Die Einnahmen aus der Gewerbesteuer haben sich zwar seit der Pandemie gut erholt und verschaffen der Stadt etwas finanziellen Spielraum. Dennoch muss Hannover, um den Haushalt auszugleichen, weiterhin bei "freiwilligen" Ausgaben für Kultur, Sport und Jugendprogramme sparen. Besonders besorgniserregend ist die Gefahr, die ganztägige Kinderbetreuung einzuschränken – ein Bereich, in den die Stadt in den letzten Jahren stark investiert hat.

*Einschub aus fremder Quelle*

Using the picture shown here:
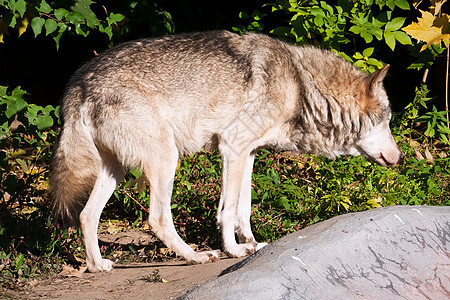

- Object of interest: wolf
[50,31,403,272]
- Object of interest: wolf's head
[353,65,403,166]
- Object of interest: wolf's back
[49,88,100,226]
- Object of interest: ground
[21,258,241,300]
[0,224,242,300]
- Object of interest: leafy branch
[0,0,124,49]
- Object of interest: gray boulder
[179,206,450,300]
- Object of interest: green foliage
[233,0,443,73]
[396,85,450,145]
[0,0,124,48]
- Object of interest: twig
[122,190,148,213]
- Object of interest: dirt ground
[21,258,241,300]
[7,229,246,300]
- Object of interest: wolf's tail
[49,118,101,227]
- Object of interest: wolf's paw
[186,251,219,265]
[256,243,268,251]
[87,259,114,273]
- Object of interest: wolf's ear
[362,65,390,97]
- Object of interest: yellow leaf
[430,0,447,16]
[413,0,422,8]
[402,10,450,51]
[17,18,30,36]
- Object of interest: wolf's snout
[375,150,405,167]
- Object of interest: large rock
[180,206,450,300]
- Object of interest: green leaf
[14,0,27,18]
[55,8,69,20]
[45,19,58,35]
[270,26,291,36]
[75,23,89,37]
[363,47,374,57]
[73,0,99,28]
[35,116,53,130]
[367,57,384,69]
[392,30,412,45]
[359,31,373,43]
[384,31,395,51]
[2,11,17,27]
[108,13,125,25]
[353,52,364,59]
[393,0,410,10]
[386,0,397,10]
[31,17,45,37]
[239,11,250,19]
[66,12,85,24]
[39,0,53,14]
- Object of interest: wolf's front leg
[144,140,219,264]
[217,151,263,257]
[80,160,125,272]
[235,152,267,251]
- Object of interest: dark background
[0,0,446,111]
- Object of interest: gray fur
[50,31,402,271]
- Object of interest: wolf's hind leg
[144,140,219,264]
[80,155,125,272]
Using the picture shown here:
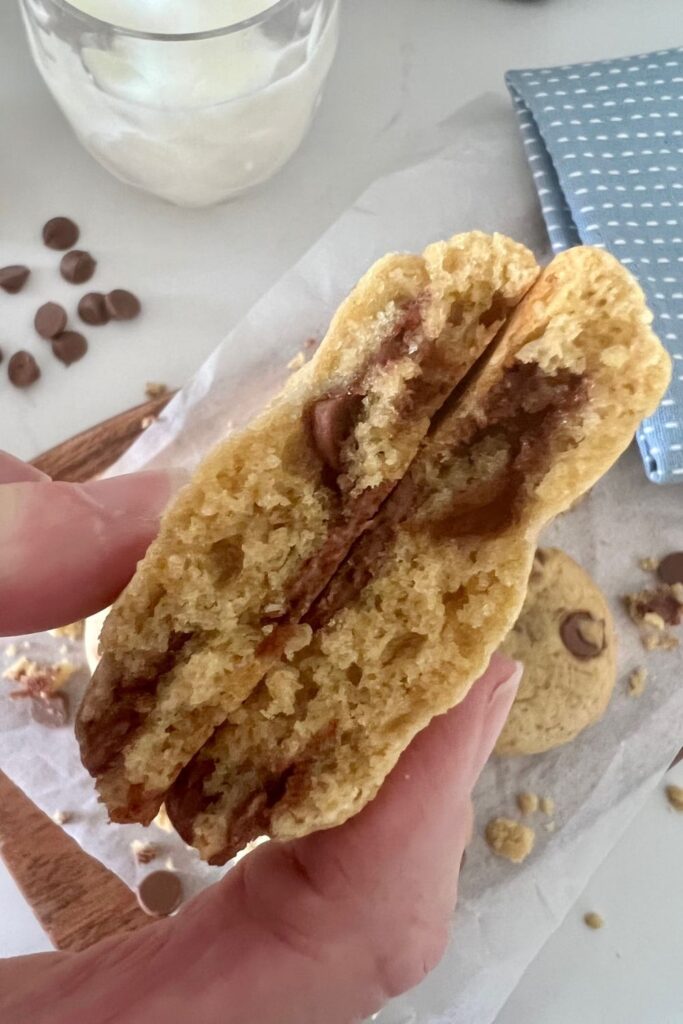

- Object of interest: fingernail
[78,470,188,520]
[472,656,523,784]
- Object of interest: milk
[62,0,276,34]
[23,0,338,206]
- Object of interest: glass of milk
[20,0,339,206]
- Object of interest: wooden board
[0,393,172,950]
[0,772,152,951]
[0,394,683,950]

Oberbürgermeisterin Onay hat sich deutlich gegen die Art und Weise ausgesprochen, wie die Sparliste erstellt wurde. Sie wirft ihr vor, ein verzerrtes Bild der städtischen Prioritäten zu zeichnen und essenzielle Dienstleistungen zu gefährden. Die vorgeschlagenen Kürzungen, warnt sie, könnten Hannover langfristig teurer zu stehen kommen.

Nun wartet die Stadt auf eine Rückmeldung aus Niedersachsen zu ihrem Haushaltsplan. Wird dieser genehmigt, werden die Einsparungen den Alltag vieler Bürger spürbar beeinflussen. Leistungen für benachteiligte Gruppen sowie kulturelle und Jugendeinrichtungen könnten in den kommenden Monaten deutliche Veränderungen erfahren.